Useful bottom-line rules of thumb are -


  • When you have lots of space to settle, keeping worlds in the range of 25-33% of capacity will tend to get you the people to fill those places fastest.
  • But keeping planets between 33-45% will tend to maximize your total resources generate over time, while filling those available worlds a little slower. If you have hit the high-value greens already, this is a decent target to have.
  • Leave at least some high value worlds in the 33-45 range as "breeders" to fill lower-value worlds, settle yellows, provide invasion pop, etc.
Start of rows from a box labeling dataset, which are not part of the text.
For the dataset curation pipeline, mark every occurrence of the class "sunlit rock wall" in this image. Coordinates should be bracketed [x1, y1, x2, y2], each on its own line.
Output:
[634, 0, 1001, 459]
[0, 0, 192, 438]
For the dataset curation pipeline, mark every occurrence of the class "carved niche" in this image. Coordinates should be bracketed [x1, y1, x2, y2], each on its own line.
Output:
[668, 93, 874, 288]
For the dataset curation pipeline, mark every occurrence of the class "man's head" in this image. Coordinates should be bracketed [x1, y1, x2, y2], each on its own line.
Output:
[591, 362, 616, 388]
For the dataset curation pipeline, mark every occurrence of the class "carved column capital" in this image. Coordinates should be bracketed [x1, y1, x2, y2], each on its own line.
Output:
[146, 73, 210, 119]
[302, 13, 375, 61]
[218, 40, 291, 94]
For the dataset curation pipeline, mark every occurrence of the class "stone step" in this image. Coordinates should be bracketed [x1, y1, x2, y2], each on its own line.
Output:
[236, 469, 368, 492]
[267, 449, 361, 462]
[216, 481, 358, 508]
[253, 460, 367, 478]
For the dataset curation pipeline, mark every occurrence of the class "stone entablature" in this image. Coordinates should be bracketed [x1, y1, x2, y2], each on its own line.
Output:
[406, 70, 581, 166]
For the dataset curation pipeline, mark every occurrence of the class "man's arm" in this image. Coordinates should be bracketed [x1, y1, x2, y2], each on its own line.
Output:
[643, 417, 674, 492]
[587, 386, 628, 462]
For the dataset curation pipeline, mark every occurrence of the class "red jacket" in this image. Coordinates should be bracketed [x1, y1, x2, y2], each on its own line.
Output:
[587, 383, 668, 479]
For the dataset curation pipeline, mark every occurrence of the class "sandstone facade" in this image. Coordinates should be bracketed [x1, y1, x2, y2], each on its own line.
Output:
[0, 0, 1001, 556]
Mineral poor worlds with high habitat value are favorites for this role.
  • If you have the time or for some important planets (e.g. homeworld, with its special mineral non-depletion), holding at 45% and putting the growth in orbit (or importing pop) until you can go to 100% in a turn can make sense.
  • If you don't do the previous for most of your worlds, still fill to 100% of capacity lower value worlds and worlds over 80% of capacity, sending the pop from other planets, preferably your higher value ones.
  • You do want to pay some attention to these things, especially avoiding things like - letting important breeders get too high too fast while other planets are unsettled or unfilled. But don't sweat it too much if you get somewhat out of line - most of the effects from this stuff are pretty small (because of various tade-offs/costs associated with each way of tweeking things - like lost growth from travel time, lost production from pop not on the ground, etc). You do not have to knock yourself out in MM work to get solid performance, and can even hurt yourself for your efforts if you aren't sure about what you are trying to do.


Anyway, lots of stuff and maybe not to the point of your question, but I hope at least some of it is useful to some people.